Cadbury Shrinks Size Of Dairy Milk Sharing Bar

Cadbury has shrunk the size of its Dairy Milk sharing bars by 10%, but will not reduce the price for customers.

Parent company Mondelez blamed costs associated with the production of its chocolate spiking, as it reduced the bars’ size from 200g to 180g.

They are still typically being sold at £2 despite the downsizing.

US firm Mondelez said the move was the first for that size of Dairy Milk bar in a decade.

In 2020, the company was accused of “shrinkflation” – reducing the size of a product while keeping the price the same to boost profits.

At the time, Cadbury chocolate bars sold in multipacks, including popular treats like Crunchies, Twirls, and Wispas, were reduced in size to reduce their calorie count, Mondelez said.

The latest move comes as the cost of food is increasing, placing further pressure on UK households during the cost of living crisis.

Last week, the rate of inflation (which tracks how the cost of living changes over time) hit a fresh 30-year-high of 6.2% for the year to February.

A Mondelez spokesperson said: “We’re facing the same challenges that so many other food companies have already reported when it comes to significantly increased production costs – whether it’s ingredients, energy, or packaging – and rising inflation.

“This means that our products are much more expensive to make.”

“We understand that consumers are faced with rising costs too, which is why we look to absorb costs wherever we can, but, in this difficult environment, we’ve had to decide to slightly reduce the weight of our medium Cadbury Dairy Milk bars for the first time since 2012, so that we can keep them competitive and ensure the great taste and quality our fans enjoy.”
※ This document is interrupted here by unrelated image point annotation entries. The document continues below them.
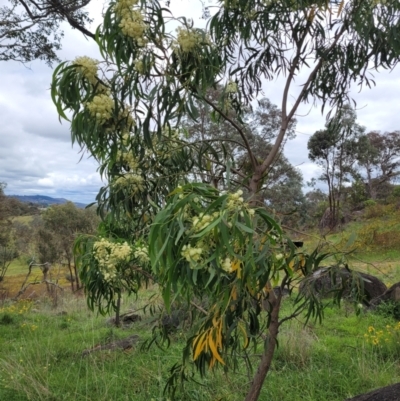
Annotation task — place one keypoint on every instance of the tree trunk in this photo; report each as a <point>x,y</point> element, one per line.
<point>266,359</point>
<point>71,275</point>
<point>118,311</point>
<point>76,275</point>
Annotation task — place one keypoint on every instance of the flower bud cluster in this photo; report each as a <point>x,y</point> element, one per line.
<point>130,160</point>
<point>109,255</point>
<point>101,108</point>
<point>142,253</point>
<point>203,220</point>
<point>87,67</point>
<point>191,254</point>
<point>188,39</point>
<point>231,87</point>
<point>139,66</point>
<point>235,200</point>
<point>132,23</point>
<point>226,265</point>
<point>132,181</point>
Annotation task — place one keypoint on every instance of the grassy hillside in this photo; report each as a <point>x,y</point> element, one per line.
<point>41,344</point>
<point>41,358</point>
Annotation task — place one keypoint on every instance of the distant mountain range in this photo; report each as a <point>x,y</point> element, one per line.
<point>45,201</point>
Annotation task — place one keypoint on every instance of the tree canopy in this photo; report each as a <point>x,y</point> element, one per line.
<point>30,29</point>
<point>200,241</point>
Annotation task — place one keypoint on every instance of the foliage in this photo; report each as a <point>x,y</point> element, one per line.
<point>379,158</point>
<point>63,223</point>
<point>128,111</point>
<point>108,267</point>
<point>334,150</point>
<point>30,29</point>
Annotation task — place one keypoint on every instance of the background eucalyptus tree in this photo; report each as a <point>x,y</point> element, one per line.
<point>198,242</point>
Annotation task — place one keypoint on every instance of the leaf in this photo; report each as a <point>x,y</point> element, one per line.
<point>199,344</point>
<point>214,350</point>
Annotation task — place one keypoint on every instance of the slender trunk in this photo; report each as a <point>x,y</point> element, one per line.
<point>266,359</point>
<point>76,275</point>
<point>71,275</point>
<point>118,311</point>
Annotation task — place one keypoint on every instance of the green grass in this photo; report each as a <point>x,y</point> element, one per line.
<point>40,349</point>
<point>40,359</point>
<point>17,266</point>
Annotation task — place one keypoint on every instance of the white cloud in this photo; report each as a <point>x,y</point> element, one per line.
<point>36,156</point>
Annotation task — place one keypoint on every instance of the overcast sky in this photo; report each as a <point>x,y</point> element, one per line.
<point>36,155</point>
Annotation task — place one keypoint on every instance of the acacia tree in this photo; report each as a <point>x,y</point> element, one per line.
<point>64,223</point>
<point>127,110</point>
<point>30,30</point>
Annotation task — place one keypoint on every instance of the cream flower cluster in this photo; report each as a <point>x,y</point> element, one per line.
<point>231,87</point>
<point>226,265</point>
<point>191,254</point>
<point>187,39</point>
<point>132,181</point>
<point>87,67</point>
<point>101,108</point>
<point>109,255</point>
<point>132,23</point>
<point>235,200</point>
<point>203,220</point>
<point>142,253</point>
<point>139,66</point>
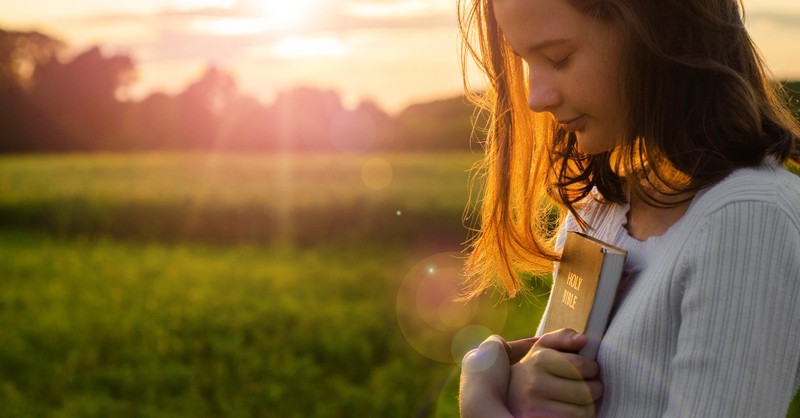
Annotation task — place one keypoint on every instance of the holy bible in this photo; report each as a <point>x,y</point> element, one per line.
<point>584,289</point>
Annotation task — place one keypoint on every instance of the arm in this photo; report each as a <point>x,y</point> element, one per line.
<point>548,379</point>
<point>737,350</point>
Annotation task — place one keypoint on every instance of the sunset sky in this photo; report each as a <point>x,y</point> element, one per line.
<point>394,52</point>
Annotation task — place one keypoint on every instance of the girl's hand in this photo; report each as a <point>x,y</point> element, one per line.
<point>552,380</point>
<point>485,373</point>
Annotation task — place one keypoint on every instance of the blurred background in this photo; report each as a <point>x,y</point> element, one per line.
<point>233,208</point>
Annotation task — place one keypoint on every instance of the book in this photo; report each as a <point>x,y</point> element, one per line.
<point>585,288</point>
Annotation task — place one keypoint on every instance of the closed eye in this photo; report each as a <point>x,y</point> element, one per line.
<point>559,64</point>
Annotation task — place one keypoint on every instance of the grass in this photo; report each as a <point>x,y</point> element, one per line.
<point>304,199</point>
<point>204,285</point>
<point>128,291</point>
<point>107,328</point>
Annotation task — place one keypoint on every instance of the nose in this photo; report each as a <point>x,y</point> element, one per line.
<point>543,94</point>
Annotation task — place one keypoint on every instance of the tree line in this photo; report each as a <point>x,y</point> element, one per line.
<point>53,101</point>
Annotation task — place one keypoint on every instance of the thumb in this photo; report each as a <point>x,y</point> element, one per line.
<point>565,340</point>
<point>485,372</point>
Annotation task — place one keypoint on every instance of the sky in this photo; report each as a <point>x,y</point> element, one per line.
<point>393,52</point>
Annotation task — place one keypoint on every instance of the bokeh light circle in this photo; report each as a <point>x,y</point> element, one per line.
<point>377,173</point>
<point>431,318</point>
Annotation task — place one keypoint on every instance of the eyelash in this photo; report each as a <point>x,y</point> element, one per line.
<point>557,65</point>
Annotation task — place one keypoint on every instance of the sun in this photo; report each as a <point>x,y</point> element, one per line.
<point>285,14</point>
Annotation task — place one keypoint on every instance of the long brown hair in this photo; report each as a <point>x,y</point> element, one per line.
<point>700,101</point>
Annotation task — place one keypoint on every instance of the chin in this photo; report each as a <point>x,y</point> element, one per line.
<point>590,146</point>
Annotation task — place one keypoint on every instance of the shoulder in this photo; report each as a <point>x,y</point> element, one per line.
<point>767,184</point>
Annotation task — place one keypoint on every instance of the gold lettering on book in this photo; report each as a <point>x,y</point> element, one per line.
<point>574,281</point>
<point>569,298</point>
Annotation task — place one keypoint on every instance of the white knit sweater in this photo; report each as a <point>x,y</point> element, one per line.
<point>709,325</point>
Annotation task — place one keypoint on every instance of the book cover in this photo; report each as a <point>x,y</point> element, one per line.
<point>585,288</point>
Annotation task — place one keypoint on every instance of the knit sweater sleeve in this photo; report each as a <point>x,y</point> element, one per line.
<point>738,345</point>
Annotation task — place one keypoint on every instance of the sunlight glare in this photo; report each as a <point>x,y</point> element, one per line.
<point>282,14</point>
<point>230,26</point>
<point>296,47</point>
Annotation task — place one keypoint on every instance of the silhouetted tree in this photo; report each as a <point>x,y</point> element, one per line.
<point>201,106</point>
<point>23,127</point>
<point>81,97</point>
<point>303,117</point>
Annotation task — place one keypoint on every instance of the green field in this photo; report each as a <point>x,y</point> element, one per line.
<point>206,285</point>
<point>230,285</point>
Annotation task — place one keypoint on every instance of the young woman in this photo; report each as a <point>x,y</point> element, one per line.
<point>652,125</point>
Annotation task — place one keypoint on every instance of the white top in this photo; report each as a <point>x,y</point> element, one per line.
<point>709,320</point>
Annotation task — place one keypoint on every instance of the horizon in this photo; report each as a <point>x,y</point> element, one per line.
<point>393,52</point>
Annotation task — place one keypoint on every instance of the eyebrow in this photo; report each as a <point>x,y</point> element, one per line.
<point>542,45</point>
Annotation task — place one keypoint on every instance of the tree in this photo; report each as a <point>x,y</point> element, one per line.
<point>81,97</point>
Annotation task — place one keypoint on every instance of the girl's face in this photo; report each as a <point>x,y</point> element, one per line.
<point>573,67</point>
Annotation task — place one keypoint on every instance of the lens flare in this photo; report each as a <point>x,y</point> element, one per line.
<point>352,131</point>
<point>436,324</point>
<point>377,173</point>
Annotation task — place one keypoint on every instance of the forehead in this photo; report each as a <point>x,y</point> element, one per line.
<point>525,23</point>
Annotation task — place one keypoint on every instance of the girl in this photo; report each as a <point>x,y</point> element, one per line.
<point>652,125</point>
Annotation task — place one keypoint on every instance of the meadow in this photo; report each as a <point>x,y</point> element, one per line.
<point>225,285</point>
<point>205,285</point>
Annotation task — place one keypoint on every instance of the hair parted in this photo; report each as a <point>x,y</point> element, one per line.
<point>700,104</point>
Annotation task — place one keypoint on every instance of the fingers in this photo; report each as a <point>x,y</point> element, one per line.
<point>492,351</point>
<point>565,340</point>
<point>484,380</point>
<point>553,381</point>
<point>519,348</point>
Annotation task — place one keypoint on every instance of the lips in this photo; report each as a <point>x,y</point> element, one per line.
<point>574,124</point>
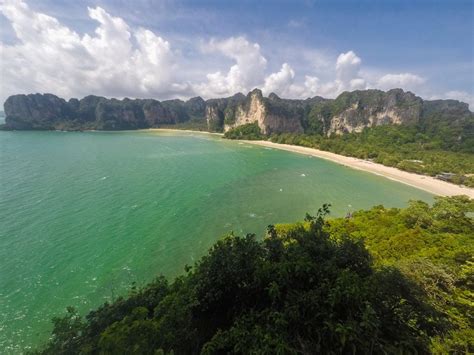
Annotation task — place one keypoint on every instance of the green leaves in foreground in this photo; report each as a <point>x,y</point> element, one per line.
<point>310,287</point>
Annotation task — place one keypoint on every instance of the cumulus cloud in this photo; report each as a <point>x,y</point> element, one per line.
<point>115,60</point>
<point>279,82</point>
<point>118,60</point>
<point>247,72</point>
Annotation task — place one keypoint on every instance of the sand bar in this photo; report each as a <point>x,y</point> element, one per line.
<point>423,182</point>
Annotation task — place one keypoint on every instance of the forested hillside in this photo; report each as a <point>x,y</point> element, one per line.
<point>379,281</point>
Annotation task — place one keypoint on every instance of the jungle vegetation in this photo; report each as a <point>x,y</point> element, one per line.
<point>384,280</point>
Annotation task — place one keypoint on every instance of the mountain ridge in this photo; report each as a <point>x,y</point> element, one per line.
<point>349,112</point>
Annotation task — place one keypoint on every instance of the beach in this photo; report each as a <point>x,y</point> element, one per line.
<point>423,182</point>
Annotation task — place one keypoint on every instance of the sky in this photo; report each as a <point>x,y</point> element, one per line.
<point>179,49</point>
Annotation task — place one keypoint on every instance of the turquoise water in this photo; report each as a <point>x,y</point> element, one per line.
<point>83,215</point>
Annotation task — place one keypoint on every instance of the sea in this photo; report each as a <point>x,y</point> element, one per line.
<point>85,215</point>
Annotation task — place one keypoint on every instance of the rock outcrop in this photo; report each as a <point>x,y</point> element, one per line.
<point>349,112</point>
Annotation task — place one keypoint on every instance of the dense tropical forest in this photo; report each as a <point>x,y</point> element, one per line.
<point>385,280</point>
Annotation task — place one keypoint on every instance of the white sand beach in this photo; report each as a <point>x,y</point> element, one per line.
<point>423,182</point>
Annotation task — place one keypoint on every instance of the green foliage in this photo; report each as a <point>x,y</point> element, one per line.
<point>433,246</point>
<point>307,287</point>
<point>249,131</point>
<point>403,147</point>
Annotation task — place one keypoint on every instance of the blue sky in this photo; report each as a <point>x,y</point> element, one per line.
<point>214,48</point>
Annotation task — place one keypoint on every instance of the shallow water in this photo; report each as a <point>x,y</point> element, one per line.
<point>83,215</point>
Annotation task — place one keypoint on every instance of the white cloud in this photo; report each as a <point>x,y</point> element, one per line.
<point>280,81</point>
<point>117,60</point>
<point>347,67</point>
<point>247,72</point>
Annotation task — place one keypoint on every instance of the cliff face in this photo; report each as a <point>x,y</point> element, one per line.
<point>349,112</point>
<point>354,111</point>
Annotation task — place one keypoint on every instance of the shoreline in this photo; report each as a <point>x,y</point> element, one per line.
<point>179,130</point>
<point>422,182</point>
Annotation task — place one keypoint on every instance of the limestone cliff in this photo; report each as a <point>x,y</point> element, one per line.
<point>349,112</point>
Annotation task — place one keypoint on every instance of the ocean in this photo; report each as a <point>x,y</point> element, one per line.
<point>84,215</point>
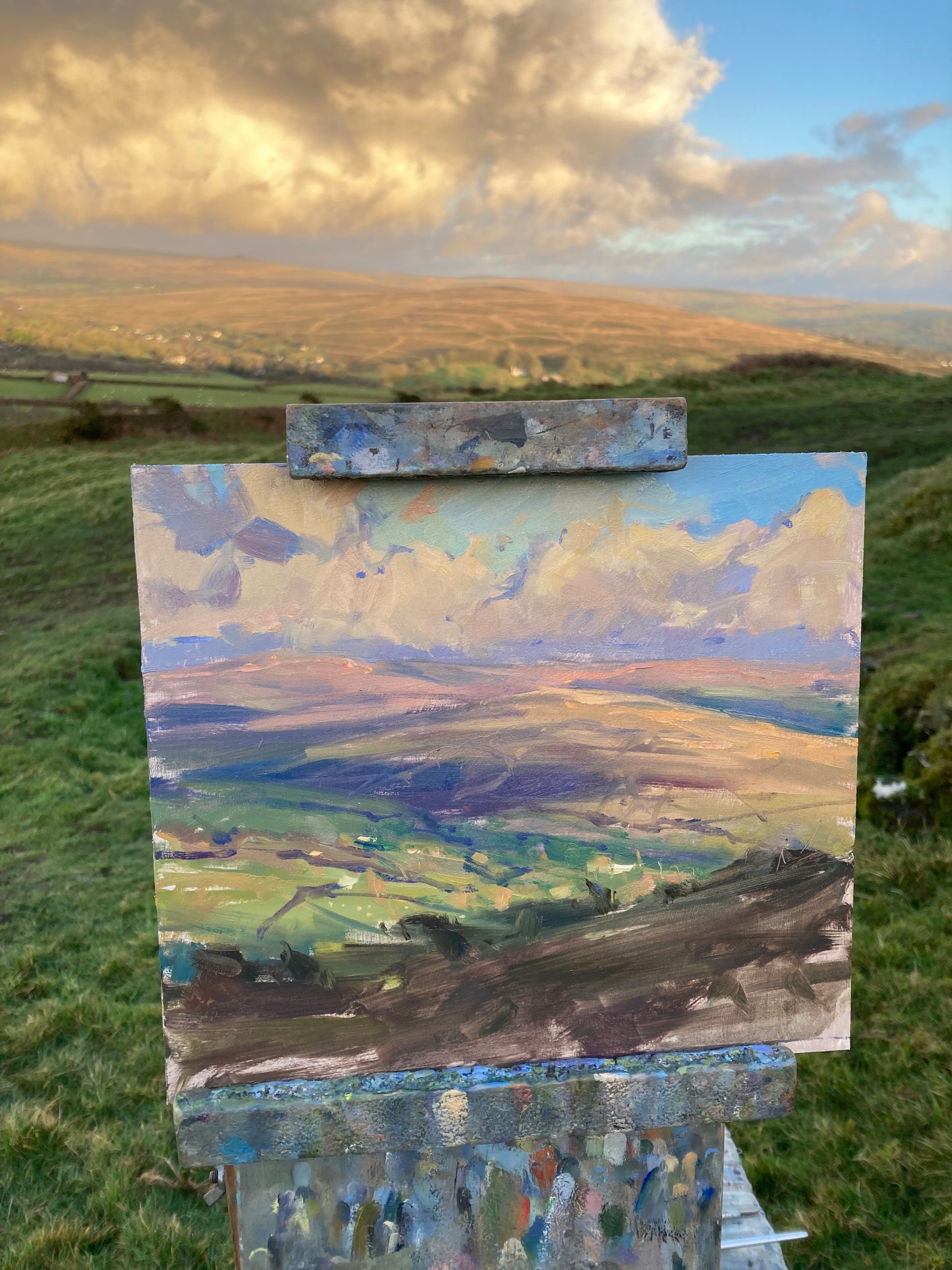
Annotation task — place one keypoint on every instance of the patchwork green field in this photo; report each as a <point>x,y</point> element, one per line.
<point>86,1138</point>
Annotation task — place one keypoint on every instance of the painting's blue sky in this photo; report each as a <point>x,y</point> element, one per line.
<point>800,148</point>
<point>748,556</point>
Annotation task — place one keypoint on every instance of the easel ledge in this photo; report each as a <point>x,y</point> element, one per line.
<point>451,1107</point>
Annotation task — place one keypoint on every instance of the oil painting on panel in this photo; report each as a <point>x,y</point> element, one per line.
<point>488,770</point>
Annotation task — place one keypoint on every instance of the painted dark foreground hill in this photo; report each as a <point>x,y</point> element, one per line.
<point>761,949</point>
<point>376,865</point>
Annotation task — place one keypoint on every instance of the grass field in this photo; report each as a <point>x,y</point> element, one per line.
<point>86,1141</point>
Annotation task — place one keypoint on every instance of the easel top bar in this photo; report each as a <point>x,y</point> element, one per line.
<point>485,438</point>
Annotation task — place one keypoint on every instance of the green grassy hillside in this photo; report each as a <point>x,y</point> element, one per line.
<point>86,1138</point>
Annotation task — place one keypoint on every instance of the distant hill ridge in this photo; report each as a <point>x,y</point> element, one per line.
<point>254,315</point>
Separately, the UK’s food standards watchdog warned of the sale of counterfeit “Wonka” chocolate bars on Monday.

The Food Standards Agency (FSA) said the fake products were being sold online and in shops across the UK and might not be safe to eat.

It said any Wonka-branded chocolate which does not feature the “Ferrero” or “Ferrara Candy Company” trademarks on the label was likely to be fake.

Some had been found to contain allergens not listed on the label.

The warning comes after a sharp increase in reports of counterfeit chocolate bars on sale over the past year.

The agency said there was a possibility the fake bars were being produced or repackaged by unregistered businesses and individuals who could be breaking food hygiene, labeling, and traceability laws.

Tina Potter, Head of Incidents at the FSA, said: “With Easter less than a month away, it is more important than ever that parents and grandparents are aware of the risks that these bogus chocolate bars could pose to their children, particularly those living with a food allergy or intolerance.

“If you have bought these knock-off bars, do not eat them or give them to friends and family.”

The FSA said it was continuing to investigate further reports with support from local authorities.

The Wonka brand was sold by Swiss food giant Nestle to Ferrero Group in 2018, alongside the rest of its US sweets and chocolate business.

It is not the first time the brand has been targeted by fraudsters.

In 2013 fake Wonka chocolate bars containing bogus “golden tickets” were seized by trading standards officers in Suffolk.

The product is based on Road Dahl’s book Charlie and the Chocolate Factory, which has also inspired two film adaptations. In the book, children who found golden tickets in the bars won a trip to Willy Wonka’s chocolate factory.